晩年をいかに過ごすかで人の評価は一変する。「晩節を汚したくない」と自戒しておきながらも、いつのまにか「老害」と呼ばれている人も少なくない。長寿命化の現代においては引き際がますます難しくなっている。経営者や政治家などの偉人たちはどのようにして、何を考え、身を引いたのか。人生100年時代のヒントを探る。第3回はロシアの政治家のヨシフ・スターリンを取り上げる。
虐殺した人数は数えきれず
偉大な功績を残した人物が、穏やかな老後を過ごせるとは限らない。引き際を間違えたばかりに、寂しい余生を過ごすことは珍しくない。一方、「引かない」選択肢もひとつである。死ぬまで権力を離さなければ、周囲の対応の落差も感じずに絶頂のまま死ねる。ただ、果たしてそれは幸せなのか。権力を握り過ぎたがあまりに命を落とす可能性もある。ヨシフ・スターリンもそのひとりだろう。
スターリンはヒトラー、毛沢東と並び、人民を虐殺しまくった指導者として歴史に名を残す。
1937、38年の2年間だけでも、約158万人が逮捕され、68万人が銃殺された。

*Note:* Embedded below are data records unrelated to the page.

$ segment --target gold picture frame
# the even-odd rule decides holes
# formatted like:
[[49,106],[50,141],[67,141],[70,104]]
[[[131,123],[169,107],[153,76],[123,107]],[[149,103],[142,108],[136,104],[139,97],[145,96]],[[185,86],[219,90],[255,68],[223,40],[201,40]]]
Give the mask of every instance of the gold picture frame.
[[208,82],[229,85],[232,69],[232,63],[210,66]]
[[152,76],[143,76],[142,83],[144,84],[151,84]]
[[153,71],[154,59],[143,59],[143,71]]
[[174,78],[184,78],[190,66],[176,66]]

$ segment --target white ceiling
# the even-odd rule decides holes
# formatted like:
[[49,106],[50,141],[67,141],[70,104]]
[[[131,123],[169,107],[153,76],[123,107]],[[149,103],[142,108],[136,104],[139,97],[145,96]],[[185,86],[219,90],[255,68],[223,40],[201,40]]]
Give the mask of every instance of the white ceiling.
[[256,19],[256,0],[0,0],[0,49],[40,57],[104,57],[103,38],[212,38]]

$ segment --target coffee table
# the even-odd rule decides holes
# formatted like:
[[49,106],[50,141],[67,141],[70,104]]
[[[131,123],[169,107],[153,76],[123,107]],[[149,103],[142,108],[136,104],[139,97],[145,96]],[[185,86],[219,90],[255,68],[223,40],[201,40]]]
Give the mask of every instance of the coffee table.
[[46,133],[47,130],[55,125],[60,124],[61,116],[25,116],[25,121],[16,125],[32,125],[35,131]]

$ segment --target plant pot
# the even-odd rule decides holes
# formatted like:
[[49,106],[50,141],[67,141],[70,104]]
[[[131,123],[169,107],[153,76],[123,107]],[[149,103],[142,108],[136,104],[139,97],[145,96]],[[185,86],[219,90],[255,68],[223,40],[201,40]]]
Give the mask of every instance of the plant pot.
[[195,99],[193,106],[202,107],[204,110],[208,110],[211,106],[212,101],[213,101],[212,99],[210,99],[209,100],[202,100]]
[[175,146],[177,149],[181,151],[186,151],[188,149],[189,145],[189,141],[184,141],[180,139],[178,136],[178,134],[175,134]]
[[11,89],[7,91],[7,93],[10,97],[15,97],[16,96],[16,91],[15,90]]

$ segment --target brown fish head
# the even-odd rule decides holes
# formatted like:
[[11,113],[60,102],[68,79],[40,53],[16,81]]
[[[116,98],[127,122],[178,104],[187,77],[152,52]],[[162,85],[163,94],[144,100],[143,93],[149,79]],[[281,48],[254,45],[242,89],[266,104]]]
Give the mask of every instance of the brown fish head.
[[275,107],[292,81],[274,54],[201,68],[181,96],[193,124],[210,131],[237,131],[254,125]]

30年代全体では1000万人とも2000万、3000万ともいわれている。
ロシアが世界に誇る文学者ドストエフスキーが著した『罪と罰』は、ペテルブルク大学の元学生ラスコーリニコフが、近所に住む金貸しの老婆を殺害する物語だ。犯行の動機は「天才は凡人の権利を踏みにじっていい」という哲学だ。この選民思想を体現したのがスターリンだ。
彼は74歳まで生き、その行為は当時、ソビエト社会主義実現のため必要だったと正当化された。スターリンという天才にとっては凡人の命を1000万単位で奪っても痛みを感じる必要はなかったのだ。